データで見えた:設備管理に関する実態調査

賃貸経営統計データ

賃貸マンションオーナーの設備管理に関する実態調査

 賃貸物件の管理・仲介などを行うアセットテクノロジー(大阪市)は、賃貸マンションのオーナー歴5年以上の人を対象に、「賃貸マンションオーナーの設備管理に関する実態調査」を実施。5月17~23日の期間に504人から有効回答を得た。

Q. 物件の室内設備が故障した経験があるか?

A. 「何度もある」が37.5%

 物件の設備管理は、賃貸マンションのオーナーにとって切り離せない課題だ。
貸し出している物件の室内設備が故障したことがあると答えた賃貸オーナーは、83.7%。その割合は、「何度もある」が37.5%、「数回程度ある」が38.9%、「1度だけある」が7.3%という結果になった。ほとんどの賃貸マンションのオーナーが室内設備の故障を経験している。故障した室内設備を聞いたところ、「エアコン」が70.6%で最多だった。以下、66.8%の「給湯器」、32.7%の「換気扇」、32.0%の「インターホン」と続いた。
 また、ディスポーザーや水栓などの水回り設備、窓や壁の損傷など のほか、エレベーターや排水施設の故障・ドアといった共用部分を挙げる声もあった。設備の修理対応に伴う管理業務や費用は、オーナーにとって多大なストレスと負担がかかる。

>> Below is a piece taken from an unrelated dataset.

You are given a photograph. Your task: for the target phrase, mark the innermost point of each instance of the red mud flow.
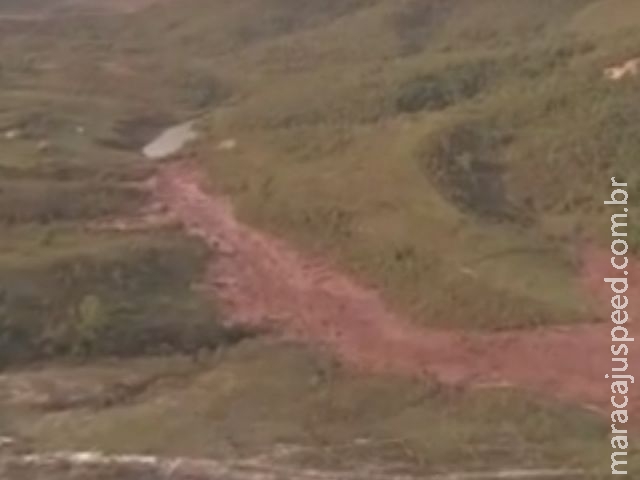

Q. 室内設備が故障した際に、どの程度負担を感じるか?

A. 3割が「とても負担を感じた」と回答

 室内設備が故障した際の対応や業務にどの程度負担を感じたか聞くと、「とても負担を感じた」が30.9%、「やや負担を感じた」が48.8%と、合わせて約8割が負担を感じたと回答した。
 その理由として、最も多かったのが「突然の出費が増え、予算管理に頭を悩ませた」(58.6%)だった。次いで「修理コストが予想以上に高額だったから」(40.5%)の回答が続き、費用で負担を感じる声が多かった。
 「信頼できる修理事業者を見つけるのが大変だったから」「故障が頻繁に発生し、繰り返し対応が必要だったから」「修理に伴う手続きや調整に時間がかかったから」といった理由が挙がっているところを見ると、管理業務の負担も少なくないようだ。

Q. 故障やその対応が原因で心理的ストレスを感じた理由は?

A.「入居者の不便さや不満を感じ取ったから」がトップ

 7割を超える人が室内設備の故障やその対応に心理的ストレスを感じたと答えている。具体的な理由を聞くと「入居者の不便さや不満を感じ取ったから」の回答が43.8%で最も多く、次いで「繰り返し故障が発生するのではないかと心配になったから」が42.2%と僅差で続いた。
 「故障が頻発し、その都度の対応に疲れたから」の回答が35.7%に上っているのは、同時期に整えた設備であるため、故障するタイミングが重なるのだろう。物件の評価が下がることに対する懸念や、修理が適切に行われなかったときのリスクなど、故障に伴う心理的ストレスは多岐にわたる。修理対応に伴う費用負担、入居者の不満への対応が大きな課題となっている。